A germline deletion of p14 super(ARF) but not CDKN2A in a melanoma-neural system tumour syndrome family

• Published in: Human molecular genetics Vol. 10; no. 1; pp. 55 - 62
• Main Authors: Randerson-Moor, JA, Harland, M, Williams, S, Cuthbert-Heavens, D, Sheridan, E, Aveyard, J, Sibley, K, Whitaker, L, Knowles, M, Bishop, J N, Bishop, D T
• Format: Journal Article
• Language: English
• Published: 01.01.2001
• Subjects: CDKN2A gene; CDKN2B gene; melanoma-astrocytoma syndrome; p14ARF gene; p16 protein
• ISSN: 0964-6906

The melanoma-astrocytoma syndrome is characterized by a dual predisposition to melanoma and neural system tumours, commonly astrocytoma.
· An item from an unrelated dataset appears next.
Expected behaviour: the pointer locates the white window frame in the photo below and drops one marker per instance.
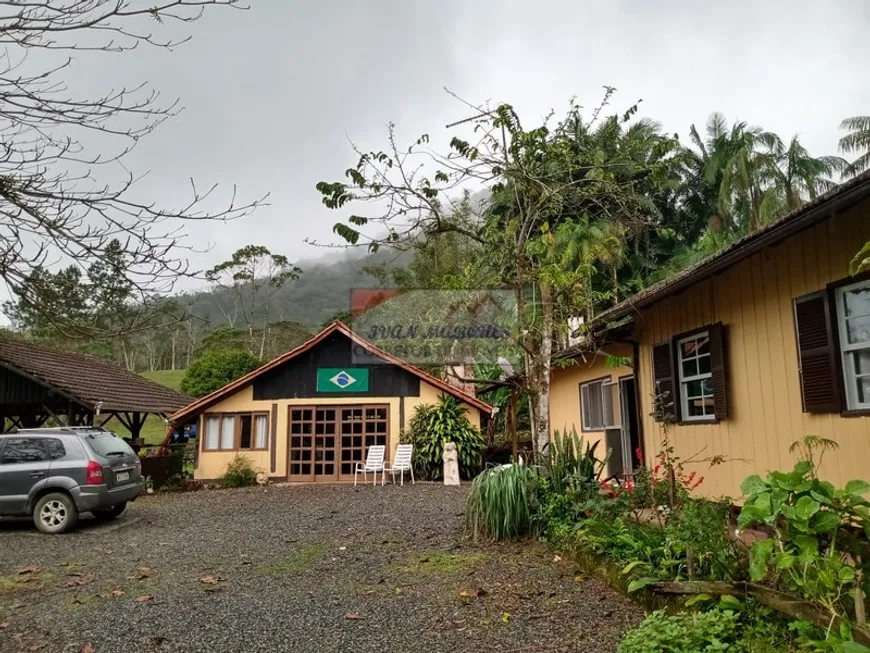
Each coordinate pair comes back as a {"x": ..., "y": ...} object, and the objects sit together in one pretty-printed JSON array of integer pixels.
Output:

Germline deletions of the region on 9p21 containing the CDKN2A and CDKN2B genes and CDKN2A exon 1 beta have been reported in kindreds, implicating contiguous tumour suppressor gene deletion as a cause of this syndrome. We describe a family characterized by multiple melanoma and neural cell tumours segregating with a germline deletion of the p14 super(ARF)-specific exon 1 beta of the CDKN2A gene. This deletion does not affect the coding or minimal promoter sequences of either the CDKN2A or CDKN2B genes. Our results are consistent with either: (i) loss of p14 super(ARF) function being the critical abnormality associated with this syndrome, rather than contiguous loss of both the CDKN2A and CDKN2B genes as suggested previously; or (ii) disruption of expression of p16 by mechanisms as yet unknown.